Une impressionnante salve de rencontres nationales et internationales

Signé par le sous-commandant Moisés, porte-parole de l’EZLN, leur communiqué annonce une impressionnante salve de rencontres nationales et internationales : Forum pour la défense des territoires et de la Terre-mère, avec le Congrès national indigène et le Conseil indien de gouvernement, en octobre prochain ; Festival de cinéma Puy ta Cuxlejaltik ; rencontres consacrées aux arts, dans la suite des « pArtage pour l’humanité » organisés depuis 2016, mais cette fois spécifiques à chaque domaine, en y incluant la littérature ; nouvelle rencontre pour débattre des sciences (« ConCiencias »), sans oublier cette fois les sciences sociales ; séminaires pour disséquer la Tourmente qui vient, dans le prolongement des débats déjà engagées avec « La pensée critique face à l’hydre capitaliste » ; rencontre internationale des femmes, comme celle que les femmes zapatistes avaient organisées sans la présence des hommes, en mars 2018 ; et d’autres initiatives encore à préciser et à imaginer.

Enfin, le même document appelle à reprendre les discussions en vue de former un réseau planétaire de résistances et de rébellions, dans le respect de l’hétérogénéité des manières de penser et de lutter.

On pourra être surpris par ces annonces, surtout si l’on rappelle que, le 31 décembre dernier, les zapatistes avaient opté pour un repli face aux menaces gouvernementales, non sans souligner leur capacité à défendre leurs territoires en cas d’attaque. Peut-être le premier geste, défensif et militaire, était-il nécessaire pour tenir les dangers à distance et permettre ensuite de faire un pas supplémentaire dans la construction, civile, de l’autonomie. Sans doute fallait-il éviter de s’enfermer dans le piège d’un retrait et d’un silence trop prolongés.

La voie de l’autonomie, pour préserver les liens de solidarité et faire valoir le respect du vivant

En tout cas, on aurait tort de croire que le contexte a profondément changé et que la tension provoquée par les méga-projets du président mexicain est retombée : au Mexique, les attaques contre les territoires indiens se poursuivent, tout comme les assassinats de ceux qui les défendent. Ainsi, si les annonces qui viennent d’être faites sont incontestablement le signe d’une vitalité de l’autonomie zapatiste, capable de se projeter dans de nouveaux territoires et de relancer une dynamique d’interactions nationales et internationales, il ne faut pas négliger le fait que cette action aux allures « offensives » (quoique civile) répond aussi à un besoin défensif. Elle est un autre moyen de répondre – par la construction et le renforcement des espaces autonomes – aux menaces qu’impliquent les grands projets du gouvernement mexicain, notamment le très mal nommé « Train Maya », le Couloir transocéanique de l’isthme de Tehuantepec ou encore la généralisation de plantations d’arbres fruitiers qui affectent directement les régions zapatistes.

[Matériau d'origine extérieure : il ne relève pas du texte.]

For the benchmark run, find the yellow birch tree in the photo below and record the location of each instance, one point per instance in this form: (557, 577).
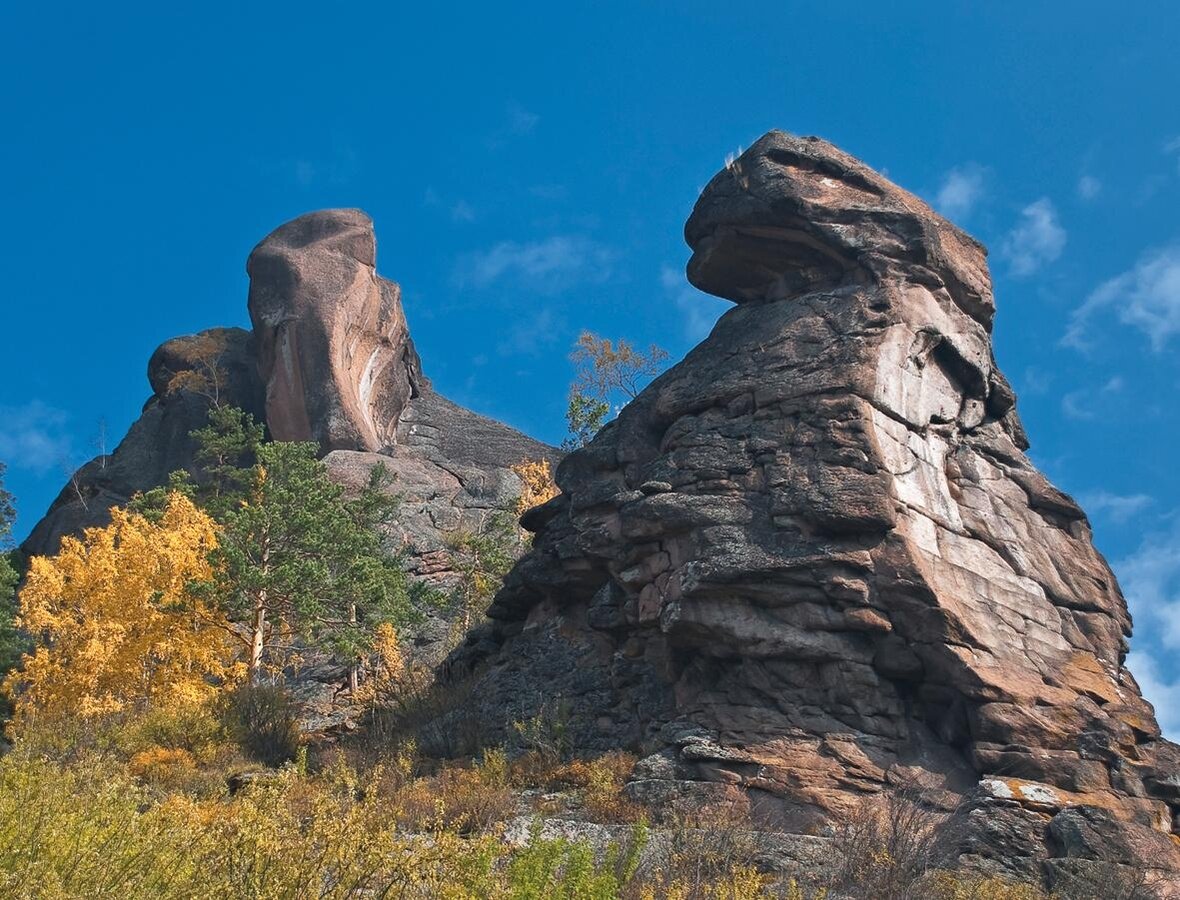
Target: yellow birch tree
(115, 623)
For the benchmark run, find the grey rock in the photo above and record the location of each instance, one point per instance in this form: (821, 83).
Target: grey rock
(857, 570)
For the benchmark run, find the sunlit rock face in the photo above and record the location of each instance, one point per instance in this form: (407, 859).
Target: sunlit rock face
(329, 360)
(334, 349)
(812, 560)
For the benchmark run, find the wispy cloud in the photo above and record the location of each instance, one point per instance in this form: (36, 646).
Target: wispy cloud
(1088, 186)
(961, 190)
(34, 437)
(1146, 296)
(1160, 692)
(530, 335)
(1118, 507)
(518, 122)
(1036, 240)
(1151, 580)
(1173, 149)
(699, 310)
(1085, 402)
(549, 191)
(542, 265)
(463, 211)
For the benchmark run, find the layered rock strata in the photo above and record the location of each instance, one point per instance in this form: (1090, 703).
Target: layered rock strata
(812, 560)
(329, 360)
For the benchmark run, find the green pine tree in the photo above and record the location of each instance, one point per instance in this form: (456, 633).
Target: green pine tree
(300, 560)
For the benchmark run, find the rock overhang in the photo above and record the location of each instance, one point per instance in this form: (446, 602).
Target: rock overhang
(794, 215)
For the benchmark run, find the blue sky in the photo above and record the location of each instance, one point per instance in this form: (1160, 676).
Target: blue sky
(530, 168)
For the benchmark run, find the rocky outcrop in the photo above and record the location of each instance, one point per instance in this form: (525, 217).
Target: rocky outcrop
(329, 360)
(812, 560)
(188, 375)
(334, 349)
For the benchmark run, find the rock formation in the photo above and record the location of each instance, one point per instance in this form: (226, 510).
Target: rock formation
(329, 360)
(812, 560)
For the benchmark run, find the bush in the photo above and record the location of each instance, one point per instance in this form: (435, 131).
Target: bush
(465, 801)
(264, 721)
(598, 781)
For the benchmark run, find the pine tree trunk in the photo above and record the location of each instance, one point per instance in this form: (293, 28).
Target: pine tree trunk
(354, 670)
(259, 636)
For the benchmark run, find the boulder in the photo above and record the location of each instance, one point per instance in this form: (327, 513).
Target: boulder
(818, 545)
(333, 345)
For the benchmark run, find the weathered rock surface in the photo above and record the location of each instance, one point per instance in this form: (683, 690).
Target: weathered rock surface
(329, 360)
(158, 442)
(812, 560)
(334, 349)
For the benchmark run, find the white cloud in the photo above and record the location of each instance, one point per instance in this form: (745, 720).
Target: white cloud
(543, 265)
(1080, 403)
(700, 310)
(530, 335)
(1160, 692)
(962, 188)
(1151, 580)
(1147, 297)
(1036, 240)
(34, 437)
(1088, 186)
(1116, 507)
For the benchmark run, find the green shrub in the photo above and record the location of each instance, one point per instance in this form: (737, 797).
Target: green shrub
(264, 721)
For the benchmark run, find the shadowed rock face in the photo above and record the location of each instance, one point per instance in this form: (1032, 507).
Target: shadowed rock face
(329, 360)
(334, 349)
(812, 560)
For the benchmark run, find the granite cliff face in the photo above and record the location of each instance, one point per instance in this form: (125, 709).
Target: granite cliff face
(329, 360)
(812, 562)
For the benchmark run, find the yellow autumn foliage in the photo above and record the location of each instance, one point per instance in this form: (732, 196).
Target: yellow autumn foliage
(116, 622)
(537, 484)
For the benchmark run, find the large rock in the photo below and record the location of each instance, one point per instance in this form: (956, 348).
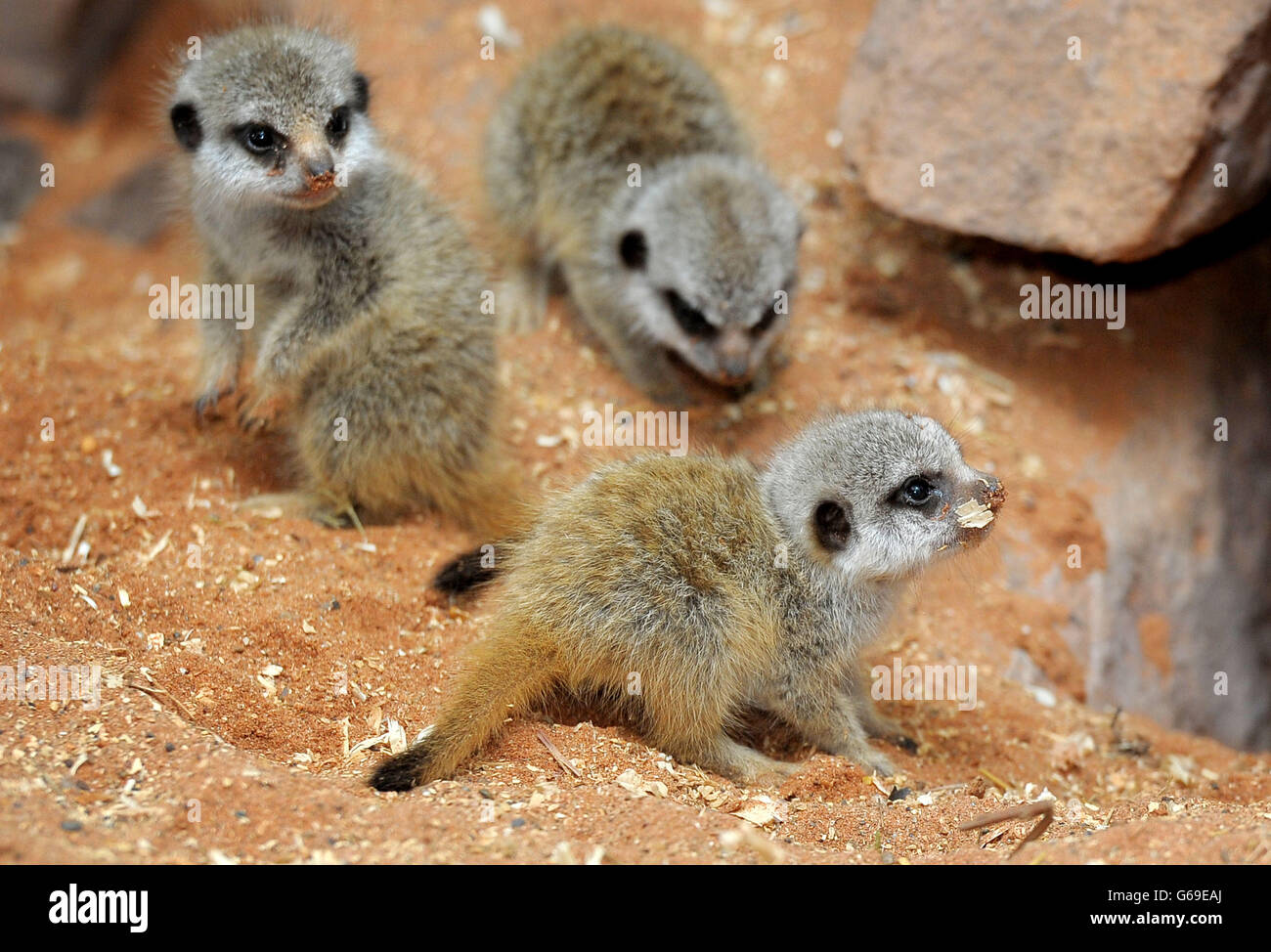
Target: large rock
(1110, 156)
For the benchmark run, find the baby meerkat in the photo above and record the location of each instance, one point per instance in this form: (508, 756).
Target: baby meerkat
(615, 157)
(370, 342)
(693, 588)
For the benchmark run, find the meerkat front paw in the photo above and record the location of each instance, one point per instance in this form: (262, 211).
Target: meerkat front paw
(204, 403)
(261, 411)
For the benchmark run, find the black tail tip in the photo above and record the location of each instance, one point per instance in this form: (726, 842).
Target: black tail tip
(464, 574)
(397, 773)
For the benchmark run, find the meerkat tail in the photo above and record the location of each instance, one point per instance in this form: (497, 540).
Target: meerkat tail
(304, 503)
(464, 574)
(506, 675)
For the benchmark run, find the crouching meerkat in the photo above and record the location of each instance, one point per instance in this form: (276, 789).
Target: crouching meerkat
(617, 159)
(369, 337)
(689, 590)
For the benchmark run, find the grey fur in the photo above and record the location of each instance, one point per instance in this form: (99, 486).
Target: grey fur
(719, 229)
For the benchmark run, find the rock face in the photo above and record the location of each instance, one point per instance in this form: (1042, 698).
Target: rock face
(1110, 156)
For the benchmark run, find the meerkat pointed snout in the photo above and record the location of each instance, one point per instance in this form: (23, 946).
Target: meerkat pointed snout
(715, 590)
(615, 157)
(372, 347)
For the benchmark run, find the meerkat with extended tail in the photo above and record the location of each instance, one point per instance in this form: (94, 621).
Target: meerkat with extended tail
(717, 588)
(615, 157)
(370, 341)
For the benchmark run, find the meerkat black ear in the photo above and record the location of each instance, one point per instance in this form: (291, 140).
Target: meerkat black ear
(831, 525)
(635, 250)
(186, 125)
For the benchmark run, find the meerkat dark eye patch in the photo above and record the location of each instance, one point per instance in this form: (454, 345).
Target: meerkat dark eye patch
(258, 139)
(337, 126)
(831, 525)
(761, 326)
(186, 125)
(689, 318)
(916, 491)
(634, 249)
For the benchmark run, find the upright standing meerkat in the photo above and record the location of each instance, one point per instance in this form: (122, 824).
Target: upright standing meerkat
(370, 342)
(617, 157)
(716, 588)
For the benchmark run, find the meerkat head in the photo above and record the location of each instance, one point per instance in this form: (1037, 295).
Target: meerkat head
(878, 496)
(707, 254)
(272, 114)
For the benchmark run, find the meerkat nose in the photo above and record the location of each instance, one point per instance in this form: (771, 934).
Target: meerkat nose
(994, 495)
(319, 165)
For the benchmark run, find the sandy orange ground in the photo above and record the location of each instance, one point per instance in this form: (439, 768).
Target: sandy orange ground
(238, 681)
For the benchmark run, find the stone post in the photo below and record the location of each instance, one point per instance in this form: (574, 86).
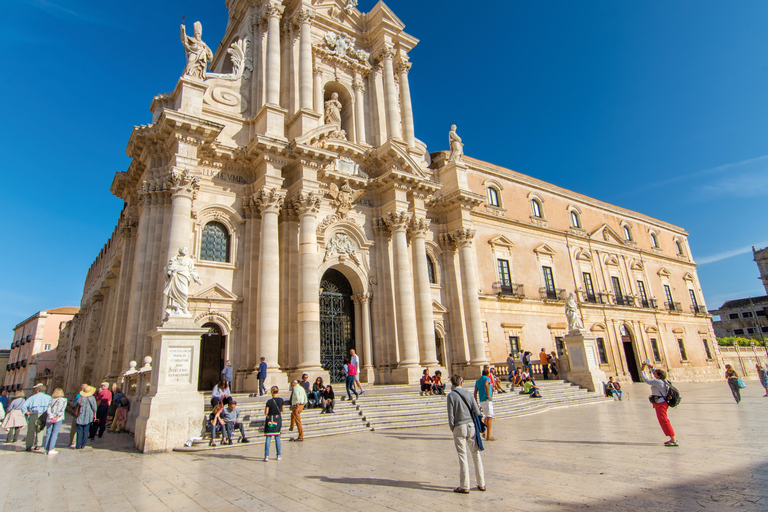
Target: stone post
(306, 207)
(422, 289)
(405, 103)
(359, 88)
(463, 240)
(269, 202)
(390, 93)
(273, 10)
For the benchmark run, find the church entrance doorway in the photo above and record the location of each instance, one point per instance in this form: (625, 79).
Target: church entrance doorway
(211, 357)
(337, 323)
(629, 354)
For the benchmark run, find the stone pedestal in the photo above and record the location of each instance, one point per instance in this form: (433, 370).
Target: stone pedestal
(172, 412)
(584, 367)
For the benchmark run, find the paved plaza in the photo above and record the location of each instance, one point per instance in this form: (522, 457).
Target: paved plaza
(606, 456)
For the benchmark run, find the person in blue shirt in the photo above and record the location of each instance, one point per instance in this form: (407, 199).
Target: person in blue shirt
(262, 375)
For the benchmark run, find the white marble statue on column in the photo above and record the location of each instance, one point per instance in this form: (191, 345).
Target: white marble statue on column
(198, 53)
(572, 314)
(457, 148)
(180, 270)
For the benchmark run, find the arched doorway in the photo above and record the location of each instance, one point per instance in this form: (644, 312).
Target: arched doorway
(337, 323)
(629, 353)
(211, 357)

Mais qu’est-ce que l’autonomie pour les zapatistes ? Loin de toute intention de se séparer du Mexique ou de s’enfermer dans une pure identité indienne, il s’agit pour ces femmes et ces hommes, Mayas pour la plupart, de défendre une manière de vivre qu’ils ressentent comme leur, qui s’ancre dans un territoire singulier, préserve les liens de solidarité et d’entraide communautaire, fait valoir le respect du vivant qu’impose l’appartenance des humains à la Terre-Mère. Conscients que les politiques étatiques sont les vecteurs de la normalisation économique néolibérale, des grands projets destructeurs et de l’imposition des logiques de marché, ils en ont conclu qu’il n’y avait pas d’autre moyen, pour préserver ce à quoi ils tiennent, que d’entrer en sécession vis-à-vis du monde de l’économie et des institutions étatiques qui le servent. C’est pourquoi ils ont élaboré leurs propres formes d’auto-gouvernement, avec des assemblées et des instances élues au niveau tant des villages et des communes autonomes que des régions qui en permettent la coordination. C’est pourquoi aussi, malgré d’immenses difficultés matérielles et dans un contexte largement adverse, ils ont créé de toutes pièces leur propre système de justice, de santé et d’éducation.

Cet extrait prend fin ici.